Phoebe Waller-Bridge
Soho Theatre

Phoebe Waller-Bridge Credit: Richard Davenport

Already award-winning and a play that colleague Philip Fisher enjoyed so much that he went back a second time when this first played last year, this really is funny, though its not for the prudish.

If you had told me beforehand that vaginal selfies were a subject for laughter, I might have been put off, but Phoebe Waller-Bridge, as writer and performer, is so up front (and that’s not meant as a pun) that you would have to be very uptight not to enjoy it.

A young audience packing the theatre and out for a good time helped, but this rude, fast-paced ego-exposure by a woman claiming she’s not obsessed with sex but “just can’t stop thinking about it” earns its accolades.

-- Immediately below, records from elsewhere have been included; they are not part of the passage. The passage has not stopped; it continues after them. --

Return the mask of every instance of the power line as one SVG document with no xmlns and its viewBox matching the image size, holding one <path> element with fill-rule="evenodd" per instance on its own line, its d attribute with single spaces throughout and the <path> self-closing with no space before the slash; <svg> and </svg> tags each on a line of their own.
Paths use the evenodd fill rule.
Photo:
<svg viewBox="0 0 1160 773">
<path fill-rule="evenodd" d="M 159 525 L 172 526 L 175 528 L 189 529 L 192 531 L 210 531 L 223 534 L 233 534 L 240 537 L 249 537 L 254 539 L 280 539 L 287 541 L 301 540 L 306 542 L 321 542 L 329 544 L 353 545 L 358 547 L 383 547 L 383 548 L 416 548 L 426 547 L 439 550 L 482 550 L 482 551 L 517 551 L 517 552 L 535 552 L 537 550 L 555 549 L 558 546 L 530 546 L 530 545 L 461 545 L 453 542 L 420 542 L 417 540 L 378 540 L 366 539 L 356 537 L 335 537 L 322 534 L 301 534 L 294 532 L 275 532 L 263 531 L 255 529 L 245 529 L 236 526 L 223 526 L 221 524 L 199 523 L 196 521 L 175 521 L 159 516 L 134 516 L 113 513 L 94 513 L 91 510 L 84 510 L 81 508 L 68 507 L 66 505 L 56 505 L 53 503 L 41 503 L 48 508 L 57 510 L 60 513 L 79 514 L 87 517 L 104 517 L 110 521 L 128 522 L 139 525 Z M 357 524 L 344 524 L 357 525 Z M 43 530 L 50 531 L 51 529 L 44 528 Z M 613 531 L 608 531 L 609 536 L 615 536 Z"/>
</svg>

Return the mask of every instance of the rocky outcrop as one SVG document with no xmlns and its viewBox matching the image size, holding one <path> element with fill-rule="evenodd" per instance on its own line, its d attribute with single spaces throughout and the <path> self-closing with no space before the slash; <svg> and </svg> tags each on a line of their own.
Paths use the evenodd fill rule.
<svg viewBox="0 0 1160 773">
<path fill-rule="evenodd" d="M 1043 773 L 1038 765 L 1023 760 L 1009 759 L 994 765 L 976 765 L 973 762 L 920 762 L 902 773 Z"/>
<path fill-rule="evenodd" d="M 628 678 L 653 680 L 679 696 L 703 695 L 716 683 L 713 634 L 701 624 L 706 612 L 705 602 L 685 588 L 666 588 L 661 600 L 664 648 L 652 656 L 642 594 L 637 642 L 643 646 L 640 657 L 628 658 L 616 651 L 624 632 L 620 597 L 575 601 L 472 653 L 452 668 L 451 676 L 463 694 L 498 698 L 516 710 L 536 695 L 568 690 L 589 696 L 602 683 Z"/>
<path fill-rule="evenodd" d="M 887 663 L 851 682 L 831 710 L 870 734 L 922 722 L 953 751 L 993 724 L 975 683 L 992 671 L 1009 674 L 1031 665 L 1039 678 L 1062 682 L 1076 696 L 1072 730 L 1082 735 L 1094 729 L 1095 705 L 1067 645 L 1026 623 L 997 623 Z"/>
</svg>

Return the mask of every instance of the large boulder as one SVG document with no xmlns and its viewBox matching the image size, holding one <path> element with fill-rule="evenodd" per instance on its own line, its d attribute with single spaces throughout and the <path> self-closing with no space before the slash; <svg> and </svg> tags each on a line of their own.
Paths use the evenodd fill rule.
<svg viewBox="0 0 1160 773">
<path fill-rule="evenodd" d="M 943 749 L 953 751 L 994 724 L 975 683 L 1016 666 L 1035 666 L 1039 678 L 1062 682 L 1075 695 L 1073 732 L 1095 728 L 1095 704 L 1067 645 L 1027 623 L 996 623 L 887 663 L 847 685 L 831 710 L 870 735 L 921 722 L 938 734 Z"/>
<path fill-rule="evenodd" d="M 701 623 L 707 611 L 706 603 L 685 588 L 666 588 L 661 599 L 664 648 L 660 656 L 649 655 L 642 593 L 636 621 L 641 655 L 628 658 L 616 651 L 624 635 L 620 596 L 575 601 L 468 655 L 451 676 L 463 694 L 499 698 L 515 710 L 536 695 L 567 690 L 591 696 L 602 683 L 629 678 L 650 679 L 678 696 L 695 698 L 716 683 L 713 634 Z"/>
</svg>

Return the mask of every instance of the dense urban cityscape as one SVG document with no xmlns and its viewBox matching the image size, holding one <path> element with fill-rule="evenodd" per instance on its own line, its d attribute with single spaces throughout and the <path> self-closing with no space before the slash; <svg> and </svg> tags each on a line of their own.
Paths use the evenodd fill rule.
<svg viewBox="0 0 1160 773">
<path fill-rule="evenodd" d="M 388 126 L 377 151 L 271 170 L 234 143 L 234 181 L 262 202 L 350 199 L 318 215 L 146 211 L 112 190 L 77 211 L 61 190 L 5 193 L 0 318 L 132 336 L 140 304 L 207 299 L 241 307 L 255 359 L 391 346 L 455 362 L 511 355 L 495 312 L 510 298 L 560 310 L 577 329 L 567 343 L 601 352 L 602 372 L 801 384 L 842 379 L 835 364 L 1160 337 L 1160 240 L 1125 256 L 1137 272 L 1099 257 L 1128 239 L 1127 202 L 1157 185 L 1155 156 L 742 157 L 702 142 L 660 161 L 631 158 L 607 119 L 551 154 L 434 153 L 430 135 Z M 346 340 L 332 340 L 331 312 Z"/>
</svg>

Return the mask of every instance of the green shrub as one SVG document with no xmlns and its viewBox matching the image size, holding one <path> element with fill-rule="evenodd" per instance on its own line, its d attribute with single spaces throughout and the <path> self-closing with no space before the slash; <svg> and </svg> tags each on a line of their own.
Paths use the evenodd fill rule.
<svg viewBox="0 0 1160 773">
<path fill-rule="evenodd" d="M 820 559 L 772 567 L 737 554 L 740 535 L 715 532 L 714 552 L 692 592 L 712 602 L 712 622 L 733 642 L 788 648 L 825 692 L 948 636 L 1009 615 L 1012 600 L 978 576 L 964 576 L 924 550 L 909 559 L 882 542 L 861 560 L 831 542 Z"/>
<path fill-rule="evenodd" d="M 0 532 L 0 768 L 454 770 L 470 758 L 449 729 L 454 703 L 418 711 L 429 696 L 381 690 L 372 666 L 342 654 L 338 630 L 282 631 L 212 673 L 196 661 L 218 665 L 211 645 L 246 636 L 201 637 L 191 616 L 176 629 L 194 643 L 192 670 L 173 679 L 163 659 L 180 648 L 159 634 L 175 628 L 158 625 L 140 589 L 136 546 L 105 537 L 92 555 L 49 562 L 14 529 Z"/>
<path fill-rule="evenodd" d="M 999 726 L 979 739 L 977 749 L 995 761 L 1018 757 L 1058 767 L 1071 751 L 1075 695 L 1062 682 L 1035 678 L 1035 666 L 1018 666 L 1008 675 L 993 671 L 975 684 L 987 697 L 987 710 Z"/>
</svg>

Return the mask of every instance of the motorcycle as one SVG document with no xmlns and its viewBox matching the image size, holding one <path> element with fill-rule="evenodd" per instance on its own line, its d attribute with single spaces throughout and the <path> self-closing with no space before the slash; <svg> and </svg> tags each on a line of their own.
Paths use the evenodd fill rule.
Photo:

It is a solo performance, apart from a few pre-recorded voices (and cueing of these and the sound effects is spot on), that Waller-Bridge sustains for an hour, most of the time in a chair but always animated.

Framed by a job interview (by a boss who has been charged with inappropriate touching), it ranges across Fleabag’s sex life, her failing Guinea-pig Café and its customers, its co-owner, best-friend Boo whose suicide bid wasn’t supposed to succeed but went wrong, tube pick-ups and obsessed boyfriends, her father (would he fancy her if she wasn’t his daughter?) and his new wife, online sex and the terrible tale of what happened to Guinea-pig Hilary.

Vicky Jones's direction keeps balance between the natural and the theatrical. Delivery comes in spontaneous bursts, sentence ends sometimes fading but, spotlit on a low platform, what could be a personal chat remains performance in a cross between stand-up and character acting and it is this that seems to allow an indulgence for language and subject that in a real-life encounter might have you looking for escape instead of being so hilarious.

Of course, it is not just about being funny. There is a dark undercurrent of insecurity, low self esteem, even guilt running through Fleabag. Humour can be a very effective vehicle for going much deeper.